Evans, the farrier apprentice at the Veterinary Teaching Hospital in the Virginia-Maryland College of Veterinary Medicine, has undergone rigorous training, honing her skills in anatomy, physiology, pathology, gaits, horseshoes and more to become an American Farrier’s Association Certified Farrier.
A farrier is a skilled professional specializing in the care and maintenance of horses’ hooves, through trimming and fitting for horseshoes. National Farriers Week, the second week of July, highlights the importance of farriers in equine care.
Farrier work has been a male-dominated field, but Evans had a female role model – her own mother, Danielle Evans.
Gabrielle Evans, however, had no intention of following her mother in becoming a farrier. Difficulties with her own horse and some motherly advice started her down the path.
“It was during COVID, and I was working a part-time job,” Evans said. “My mom says, if you want to save some money, you should learn how to trim your horse’s hooves at the very least. And I really enjoyed it, so I decided that I wanted to go to farrier school.”
Evans apprenticed with her mother for a year before coming to Virginia Tech to work alongside internationally recognized farrier Travis Burns as his apprentice.
“It has been wonderful to watch Gabi refine her farrier skills and become an American Farrier’s Association Certified Farrier,” said Burns, chief of farrier services and associate professor of practice at the veterinary college. “I am certain that she will continue to advance her knowledge and farrier skills.
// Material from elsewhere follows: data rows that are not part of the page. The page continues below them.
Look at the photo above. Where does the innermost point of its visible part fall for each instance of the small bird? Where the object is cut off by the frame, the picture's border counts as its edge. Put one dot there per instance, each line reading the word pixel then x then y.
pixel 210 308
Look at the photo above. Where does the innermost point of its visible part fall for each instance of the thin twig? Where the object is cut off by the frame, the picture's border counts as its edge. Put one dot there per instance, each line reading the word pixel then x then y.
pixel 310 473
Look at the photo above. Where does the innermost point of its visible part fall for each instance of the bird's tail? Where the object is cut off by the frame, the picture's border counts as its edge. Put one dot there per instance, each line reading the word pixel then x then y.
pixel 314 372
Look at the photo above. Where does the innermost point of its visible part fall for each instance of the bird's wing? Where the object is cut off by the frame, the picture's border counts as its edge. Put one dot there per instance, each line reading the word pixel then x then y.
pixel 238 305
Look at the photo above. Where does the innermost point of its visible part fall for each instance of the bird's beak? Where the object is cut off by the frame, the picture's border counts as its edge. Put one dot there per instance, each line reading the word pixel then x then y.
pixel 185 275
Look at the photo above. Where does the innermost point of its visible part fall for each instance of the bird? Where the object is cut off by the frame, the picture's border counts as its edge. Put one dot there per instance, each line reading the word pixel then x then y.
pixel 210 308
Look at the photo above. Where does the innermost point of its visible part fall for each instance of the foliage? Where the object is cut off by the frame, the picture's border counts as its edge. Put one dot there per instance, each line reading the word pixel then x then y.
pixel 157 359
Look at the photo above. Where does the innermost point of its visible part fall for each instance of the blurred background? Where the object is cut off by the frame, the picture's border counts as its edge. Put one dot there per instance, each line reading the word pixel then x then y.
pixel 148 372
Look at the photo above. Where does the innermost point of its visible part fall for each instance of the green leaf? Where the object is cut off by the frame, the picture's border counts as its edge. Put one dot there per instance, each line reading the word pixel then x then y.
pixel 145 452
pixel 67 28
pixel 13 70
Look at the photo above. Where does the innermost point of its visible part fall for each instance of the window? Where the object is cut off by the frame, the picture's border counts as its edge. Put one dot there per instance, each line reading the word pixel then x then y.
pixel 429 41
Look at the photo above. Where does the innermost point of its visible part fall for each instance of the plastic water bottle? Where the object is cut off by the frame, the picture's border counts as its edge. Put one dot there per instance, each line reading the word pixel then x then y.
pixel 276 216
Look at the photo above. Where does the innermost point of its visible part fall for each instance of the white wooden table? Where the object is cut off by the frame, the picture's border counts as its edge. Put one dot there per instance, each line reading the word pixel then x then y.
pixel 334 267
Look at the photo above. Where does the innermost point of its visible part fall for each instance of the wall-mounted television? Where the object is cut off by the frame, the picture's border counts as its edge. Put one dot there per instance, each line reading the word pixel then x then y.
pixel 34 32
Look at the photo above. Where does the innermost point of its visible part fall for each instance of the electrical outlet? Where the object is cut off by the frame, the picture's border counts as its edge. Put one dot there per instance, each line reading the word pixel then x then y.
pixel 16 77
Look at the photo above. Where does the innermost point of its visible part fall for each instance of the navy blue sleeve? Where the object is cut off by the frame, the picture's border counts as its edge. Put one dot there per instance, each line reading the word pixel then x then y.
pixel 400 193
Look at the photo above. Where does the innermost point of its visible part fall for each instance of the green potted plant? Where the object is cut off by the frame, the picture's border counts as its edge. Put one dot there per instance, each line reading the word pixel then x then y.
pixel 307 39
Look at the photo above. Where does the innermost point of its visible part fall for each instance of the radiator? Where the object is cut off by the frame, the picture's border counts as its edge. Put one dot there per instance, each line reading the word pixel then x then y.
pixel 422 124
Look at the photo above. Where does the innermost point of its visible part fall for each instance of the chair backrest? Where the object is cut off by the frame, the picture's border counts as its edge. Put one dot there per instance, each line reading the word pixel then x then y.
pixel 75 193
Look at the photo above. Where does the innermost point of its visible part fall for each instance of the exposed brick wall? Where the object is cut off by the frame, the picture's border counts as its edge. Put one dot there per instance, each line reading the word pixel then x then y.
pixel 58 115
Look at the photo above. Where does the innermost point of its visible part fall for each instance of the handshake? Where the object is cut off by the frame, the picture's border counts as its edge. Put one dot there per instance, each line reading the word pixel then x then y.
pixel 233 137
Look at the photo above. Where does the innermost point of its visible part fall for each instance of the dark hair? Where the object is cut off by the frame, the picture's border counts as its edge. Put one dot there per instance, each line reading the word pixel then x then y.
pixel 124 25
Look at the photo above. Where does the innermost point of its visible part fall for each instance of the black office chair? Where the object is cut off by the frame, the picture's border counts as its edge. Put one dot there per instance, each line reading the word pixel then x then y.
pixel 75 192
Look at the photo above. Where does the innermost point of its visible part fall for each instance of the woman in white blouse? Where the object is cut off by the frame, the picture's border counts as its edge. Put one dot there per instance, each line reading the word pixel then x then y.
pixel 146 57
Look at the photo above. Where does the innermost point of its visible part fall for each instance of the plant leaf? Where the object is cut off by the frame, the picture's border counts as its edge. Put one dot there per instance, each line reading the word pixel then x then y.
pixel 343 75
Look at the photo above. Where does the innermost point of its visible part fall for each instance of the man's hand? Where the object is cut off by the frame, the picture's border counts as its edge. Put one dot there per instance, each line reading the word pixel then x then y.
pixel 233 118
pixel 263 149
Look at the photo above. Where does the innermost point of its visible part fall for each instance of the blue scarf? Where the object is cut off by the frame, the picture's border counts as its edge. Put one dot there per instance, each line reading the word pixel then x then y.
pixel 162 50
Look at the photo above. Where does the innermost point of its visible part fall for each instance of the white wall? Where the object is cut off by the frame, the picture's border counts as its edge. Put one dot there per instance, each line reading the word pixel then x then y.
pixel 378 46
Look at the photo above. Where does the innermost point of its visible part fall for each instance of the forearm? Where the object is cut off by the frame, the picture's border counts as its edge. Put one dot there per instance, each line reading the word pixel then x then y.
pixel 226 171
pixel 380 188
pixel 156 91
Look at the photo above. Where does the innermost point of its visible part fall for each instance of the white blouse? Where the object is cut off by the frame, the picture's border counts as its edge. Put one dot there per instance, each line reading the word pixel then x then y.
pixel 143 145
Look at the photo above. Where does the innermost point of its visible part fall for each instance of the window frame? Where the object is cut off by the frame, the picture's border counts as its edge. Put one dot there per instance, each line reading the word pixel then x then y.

The horses she helps care will continue to benefit from her dedication and work for years to come.”
Evans, from Harrisburg, Pennsylvania, said that while she was “terrified” of the certification exam, “it was something that I felt I needed to push myself to do” to become a successful farrier.
“I think knowing the things that I studied for the exam has really helped me in my day-to-day work life,” Evans said. “I think I was not working with steel as often as I should have for the test. But that really forced me to be in here forging at odd hours of the day. And that has really helped with my actual shoe shaping for clients.”
Evans describes her mentor Burns as “amazing” at making horseshoes. “He just has a knack for being able to make a shoe and just put it on the horse and it fits the first try.”
Burns said that Evans’ growing ability and expertise has raised the bar for the farrier shop at the veterinary college.
“Gabi has been a tremendous addition to the Veterinary Teaching Hospital’s farrier service,” Burns said. “By retaining her after her completion of the Advanced Farrier Certificate Training Program, we have been better able to provide more clinical service for horses while also improving our ability to provide instruction to students. We have also been able to participate in two research projects involving equine gait analysis with her assistance.”
Evans already has her eye on the next step, becoming a Certified Journeyman Farrier.
“It’s not ever something I saw myself pursuing,” Evans said. “But it makes a lot of sense that I've ended up where I have, which has been really cool, because I never really knew what I wanted to do. So, to find something that is such a niche interest, and it's kept me really involved, has been really nice.
“I've always loved horses, and I love making them feel good and helping them have long and happy lives.”